1. Field of the Invention
The present invention relates to the field of telecommunications and, more particularly, to a telecommunications voice server with improved barge-in capabilities.
2. Description of the Related Art
Interactive Voice Response (IVR) systems can be used to form a telephone-based link between users and computer systems. The computer systems can include one or more communicatively linked voice servers, which provide a multitude of speech services, like automatic speech recognition (ASR) services, synthetic speech generation services, transcription services, language and idiom translation services, and the like. IVR technologies permit users to provide speech input and/or provide Dual Tone Multiple Frequency (DTMF) input to automated systems. The automated system can interpret the user input and can responsively perform one or more programmatic actions. These programmatic actions can include producing synthetic speech output and presenting this output to the user via a telephone handset.
Commonly, a user will respond to a voice prompt before the entire voice prompt has been presented. For example, the voice prompt can provide a listing of options and the user can select one of these options as others are still being presented, thereby interrupting the audio prompt. The interruption of an audio prompt that is presented by an automated system can be referred to as barge-in.
When barge-in techniques operate too slowly, a user can continue to hear the prompt after providing the barge-in command, which is undesirable. In a particularly undesirable situation, an impatient user may believe input was not received by the automated system and rapidly repeat the barge-in command. The receipt of multiple barge-in commands can further slow down system processing and/or can result in problematic side effects, such as the inadvertent selection of a menu option.

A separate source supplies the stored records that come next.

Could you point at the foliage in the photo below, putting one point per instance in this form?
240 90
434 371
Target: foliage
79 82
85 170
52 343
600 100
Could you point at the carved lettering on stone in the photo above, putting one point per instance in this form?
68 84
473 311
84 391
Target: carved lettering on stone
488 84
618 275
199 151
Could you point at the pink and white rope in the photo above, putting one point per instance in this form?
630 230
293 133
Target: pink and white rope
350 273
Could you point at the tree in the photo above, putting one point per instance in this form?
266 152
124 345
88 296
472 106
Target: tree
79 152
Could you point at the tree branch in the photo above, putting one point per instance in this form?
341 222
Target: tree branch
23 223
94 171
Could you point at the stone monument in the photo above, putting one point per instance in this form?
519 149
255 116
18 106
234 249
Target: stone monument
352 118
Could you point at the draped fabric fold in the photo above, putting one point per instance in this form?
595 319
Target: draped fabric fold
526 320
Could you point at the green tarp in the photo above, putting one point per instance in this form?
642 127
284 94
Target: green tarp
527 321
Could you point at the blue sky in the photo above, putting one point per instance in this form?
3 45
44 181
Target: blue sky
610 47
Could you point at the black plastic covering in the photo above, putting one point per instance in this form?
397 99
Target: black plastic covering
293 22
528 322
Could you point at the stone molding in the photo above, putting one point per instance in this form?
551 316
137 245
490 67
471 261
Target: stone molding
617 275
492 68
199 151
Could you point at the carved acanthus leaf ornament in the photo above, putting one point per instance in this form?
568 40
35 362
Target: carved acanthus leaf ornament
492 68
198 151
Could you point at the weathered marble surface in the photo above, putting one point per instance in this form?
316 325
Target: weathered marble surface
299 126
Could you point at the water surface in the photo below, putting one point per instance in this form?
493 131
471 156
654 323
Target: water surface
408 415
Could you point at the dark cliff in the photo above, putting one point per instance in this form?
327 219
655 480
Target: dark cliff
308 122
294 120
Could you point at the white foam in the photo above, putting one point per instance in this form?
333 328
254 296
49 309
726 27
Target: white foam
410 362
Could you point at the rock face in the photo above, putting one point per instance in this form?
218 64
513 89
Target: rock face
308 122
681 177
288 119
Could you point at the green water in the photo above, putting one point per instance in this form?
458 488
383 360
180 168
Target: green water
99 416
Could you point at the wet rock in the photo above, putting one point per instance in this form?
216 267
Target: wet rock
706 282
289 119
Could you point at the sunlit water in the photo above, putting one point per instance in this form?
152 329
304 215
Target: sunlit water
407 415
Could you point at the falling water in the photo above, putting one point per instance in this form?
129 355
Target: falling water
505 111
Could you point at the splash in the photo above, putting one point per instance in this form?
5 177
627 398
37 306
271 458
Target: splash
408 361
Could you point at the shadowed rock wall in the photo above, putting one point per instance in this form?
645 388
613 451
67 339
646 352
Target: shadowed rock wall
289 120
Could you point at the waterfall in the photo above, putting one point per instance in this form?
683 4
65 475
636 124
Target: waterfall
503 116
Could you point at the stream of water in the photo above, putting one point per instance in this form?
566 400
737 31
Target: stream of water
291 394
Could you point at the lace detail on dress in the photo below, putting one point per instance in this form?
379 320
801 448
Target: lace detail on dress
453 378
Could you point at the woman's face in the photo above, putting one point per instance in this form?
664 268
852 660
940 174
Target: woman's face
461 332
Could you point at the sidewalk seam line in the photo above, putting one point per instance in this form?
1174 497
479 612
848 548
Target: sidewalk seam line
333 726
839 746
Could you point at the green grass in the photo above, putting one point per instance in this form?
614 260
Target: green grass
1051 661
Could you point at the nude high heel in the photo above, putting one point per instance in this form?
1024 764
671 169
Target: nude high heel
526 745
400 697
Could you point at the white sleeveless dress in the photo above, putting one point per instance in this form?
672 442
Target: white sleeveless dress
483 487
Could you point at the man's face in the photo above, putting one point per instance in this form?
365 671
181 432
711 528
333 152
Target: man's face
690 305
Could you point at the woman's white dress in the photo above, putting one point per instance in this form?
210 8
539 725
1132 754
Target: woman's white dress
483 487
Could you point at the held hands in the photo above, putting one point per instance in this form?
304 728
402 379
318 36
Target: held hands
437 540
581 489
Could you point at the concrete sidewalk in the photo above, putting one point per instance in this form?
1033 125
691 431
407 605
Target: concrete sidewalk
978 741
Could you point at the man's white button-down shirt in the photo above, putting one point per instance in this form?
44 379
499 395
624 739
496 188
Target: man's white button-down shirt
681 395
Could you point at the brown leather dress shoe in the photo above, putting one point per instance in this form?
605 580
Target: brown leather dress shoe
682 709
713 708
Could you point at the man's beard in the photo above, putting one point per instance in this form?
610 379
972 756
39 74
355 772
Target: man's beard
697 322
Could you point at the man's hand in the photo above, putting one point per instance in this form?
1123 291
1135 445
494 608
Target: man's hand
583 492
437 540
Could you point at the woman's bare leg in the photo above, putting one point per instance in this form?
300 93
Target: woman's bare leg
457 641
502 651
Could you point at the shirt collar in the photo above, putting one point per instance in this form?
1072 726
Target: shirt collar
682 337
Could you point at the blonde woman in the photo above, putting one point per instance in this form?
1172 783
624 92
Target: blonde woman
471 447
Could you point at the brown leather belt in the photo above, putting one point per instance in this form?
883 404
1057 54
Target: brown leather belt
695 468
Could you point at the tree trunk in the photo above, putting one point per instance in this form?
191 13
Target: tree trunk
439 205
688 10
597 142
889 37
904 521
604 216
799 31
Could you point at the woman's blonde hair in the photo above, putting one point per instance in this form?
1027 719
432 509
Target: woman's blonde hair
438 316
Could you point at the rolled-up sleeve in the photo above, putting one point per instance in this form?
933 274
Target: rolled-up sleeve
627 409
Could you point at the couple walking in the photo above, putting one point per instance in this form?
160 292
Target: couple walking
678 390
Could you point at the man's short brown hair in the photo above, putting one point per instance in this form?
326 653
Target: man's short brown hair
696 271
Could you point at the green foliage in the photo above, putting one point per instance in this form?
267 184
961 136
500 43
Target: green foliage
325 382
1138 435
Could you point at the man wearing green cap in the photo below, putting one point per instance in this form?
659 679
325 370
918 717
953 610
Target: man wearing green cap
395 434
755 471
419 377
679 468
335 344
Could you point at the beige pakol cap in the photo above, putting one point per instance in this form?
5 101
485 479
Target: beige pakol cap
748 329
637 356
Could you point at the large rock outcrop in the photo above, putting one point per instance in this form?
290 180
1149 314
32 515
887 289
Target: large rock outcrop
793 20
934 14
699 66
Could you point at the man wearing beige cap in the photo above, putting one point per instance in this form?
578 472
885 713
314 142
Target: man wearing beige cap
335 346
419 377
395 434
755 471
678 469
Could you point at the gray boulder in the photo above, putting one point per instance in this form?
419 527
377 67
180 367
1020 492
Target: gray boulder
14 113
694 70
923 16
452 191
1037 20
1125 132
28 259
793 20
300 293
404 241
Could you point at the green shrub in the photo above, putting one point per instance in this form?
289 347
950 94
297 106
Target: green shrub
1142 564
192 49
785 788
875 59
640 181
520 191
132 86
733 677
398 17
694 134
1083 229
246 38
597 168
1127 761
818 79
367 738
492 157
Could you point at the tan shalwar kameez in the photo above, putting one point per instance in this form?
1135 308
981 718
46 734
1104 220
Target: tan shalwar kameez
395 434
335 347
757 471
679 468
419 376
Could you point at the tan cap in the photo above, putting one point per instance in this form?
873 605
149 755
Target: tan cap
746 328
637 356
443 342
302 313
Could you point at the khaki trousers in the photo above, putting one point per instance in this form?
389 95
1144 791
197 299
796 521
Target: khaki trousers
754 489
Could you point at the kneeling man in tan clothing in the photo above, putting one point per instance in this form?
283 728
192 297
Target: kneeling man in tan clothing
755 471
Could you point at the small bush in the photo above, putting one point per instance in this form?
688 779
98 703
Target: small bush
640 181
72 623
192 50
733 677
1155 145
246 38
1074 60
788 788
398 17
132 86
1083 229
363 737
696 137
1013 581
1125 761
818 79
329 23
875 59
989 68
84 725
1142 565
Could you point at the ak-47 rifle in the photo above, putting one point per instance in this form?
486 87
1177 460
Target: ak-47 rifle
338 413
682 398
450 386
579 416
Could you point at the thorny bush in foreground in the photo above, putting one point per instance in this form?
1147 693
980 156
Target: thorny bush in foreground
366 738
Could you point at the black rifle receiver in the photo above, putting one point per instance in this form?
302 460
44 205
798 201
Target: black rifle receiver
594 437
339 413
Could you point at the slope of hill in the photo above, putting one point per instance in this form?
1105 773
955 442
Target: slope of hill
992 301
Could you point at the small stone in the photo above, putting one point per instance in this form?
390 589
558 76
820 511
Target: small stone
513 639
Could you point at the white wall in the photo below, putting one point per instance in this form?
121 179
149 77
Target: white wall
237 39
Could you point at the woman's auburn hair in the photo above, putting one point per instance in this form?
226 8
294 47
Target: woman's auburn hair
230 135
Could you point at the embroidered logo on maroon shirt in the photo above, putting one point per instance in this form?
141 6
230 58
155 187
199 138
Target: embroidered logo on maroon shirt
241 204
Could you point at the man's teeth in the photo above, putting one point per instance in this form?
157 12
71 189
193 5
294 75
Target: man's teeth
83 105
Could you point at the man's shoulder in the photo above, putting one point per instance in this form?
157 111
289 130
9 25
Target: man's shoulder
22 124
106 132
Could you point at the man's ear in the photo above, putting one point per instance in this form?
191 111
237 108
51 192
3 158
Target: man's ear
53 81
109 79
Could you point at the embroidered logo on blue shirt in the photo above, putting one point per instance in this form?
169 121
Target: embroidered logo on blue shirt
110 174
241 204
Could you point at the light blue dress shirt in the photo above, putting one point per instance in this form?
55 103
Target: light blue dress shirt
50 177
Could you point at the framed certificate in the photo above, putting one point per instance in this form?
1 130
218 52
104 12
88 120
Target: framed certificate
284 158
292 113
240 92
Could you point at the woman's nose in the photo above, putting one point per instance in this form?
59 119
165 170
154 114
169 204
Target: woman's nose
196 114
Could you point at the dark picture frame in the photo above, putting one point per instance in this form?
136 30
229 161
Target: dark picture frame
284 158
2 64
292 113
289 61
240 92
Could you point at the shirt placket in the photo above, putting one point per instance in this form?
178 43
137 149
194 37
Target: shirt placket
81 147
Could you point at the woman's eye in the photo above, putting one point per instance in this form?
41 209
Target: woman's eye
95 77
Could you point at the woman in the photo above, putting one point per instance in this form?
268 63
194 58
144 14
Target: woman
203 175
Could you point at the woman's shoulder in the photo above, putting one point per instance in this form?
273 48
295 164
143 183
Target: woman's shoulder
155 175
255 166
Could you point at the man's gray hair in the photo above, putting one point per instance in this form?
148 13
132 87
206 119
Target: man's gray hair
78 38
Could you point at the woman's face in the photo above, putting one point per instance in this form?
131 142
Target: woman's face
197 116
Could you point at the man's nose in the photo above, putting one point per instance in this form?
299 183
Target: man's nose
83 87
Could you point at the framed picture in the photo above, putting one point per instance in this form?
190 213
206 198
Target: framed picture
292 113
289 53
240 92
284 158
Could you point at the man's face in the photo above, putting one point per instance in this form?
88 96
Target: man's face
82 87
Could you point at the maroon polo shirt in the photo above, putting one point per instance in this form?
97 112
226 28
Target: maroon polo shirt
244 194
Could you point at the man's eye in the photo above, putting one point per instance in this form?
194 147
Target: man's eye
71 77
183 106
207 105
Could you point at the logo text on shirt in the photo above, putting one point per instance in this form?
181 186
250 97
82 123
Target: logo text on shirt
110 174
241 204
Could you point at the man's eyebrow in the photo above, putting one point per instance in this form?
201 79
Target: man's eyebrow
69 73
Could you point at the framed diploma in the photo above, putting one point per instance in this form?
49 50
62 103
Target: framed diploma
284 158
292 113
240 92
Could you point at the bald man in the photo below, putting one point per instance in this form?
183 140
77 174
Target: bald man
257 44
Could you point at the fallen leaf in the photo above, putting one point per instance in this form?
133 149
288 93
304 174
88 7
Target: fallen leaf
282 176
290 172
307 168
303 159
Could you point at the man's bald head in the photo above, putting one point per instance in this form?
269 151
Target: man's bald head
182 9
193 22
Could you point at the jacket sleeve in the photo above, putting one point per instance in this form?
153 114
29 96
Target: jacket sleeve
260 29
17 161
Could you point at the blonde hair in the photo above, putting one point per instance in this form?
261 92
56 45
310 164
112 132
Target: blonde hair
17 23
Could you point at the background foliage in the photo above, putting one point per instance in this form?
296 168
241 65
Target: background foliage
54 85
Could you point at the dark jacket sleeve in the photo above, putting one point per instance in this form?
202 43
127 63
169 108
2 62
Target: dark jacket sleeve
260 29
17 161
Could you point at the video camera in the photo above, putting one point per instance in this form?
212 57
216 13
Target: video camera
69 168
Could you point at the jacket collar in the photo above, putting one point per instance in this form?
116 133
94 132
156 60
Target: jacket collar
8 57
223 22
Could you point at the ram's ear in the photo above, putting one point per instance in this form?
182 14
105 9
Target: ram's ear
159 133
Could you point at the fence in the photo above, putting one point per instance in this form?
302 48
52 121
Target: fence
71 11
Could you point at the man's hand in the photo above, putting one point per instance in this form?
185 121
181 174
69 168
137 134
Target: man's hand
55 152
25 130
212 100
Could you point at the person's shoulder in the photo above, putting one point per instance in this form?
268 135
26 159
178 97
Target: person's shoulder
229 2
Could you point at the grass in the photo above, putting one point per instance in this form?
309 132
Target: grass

One conventional solution designed to improve barge-in response time, closely couples ASR and text-to-speech (TTS) systems together within voice server software. The close coupling of these components can permit a voice server to halt TTS generated audible prompts immediately upon determining that a speech input is a barge-in command. That is, the voice server can be optimized for barge-in by explicitly designing optimized exceptions for barge-in within source code at a low-level. Such a solution, however, jeopardizes functional isolation of components and violates many generally accepted preferred software practices. Further, such a solution can prevent a voice server component of an IVR system from using remotely located, independently developed TTS and ASR engines. There exists a need for a technique that permits a voice server to perform rapid barge-in operations that does not negatively affect the architectural integrity of the voice server.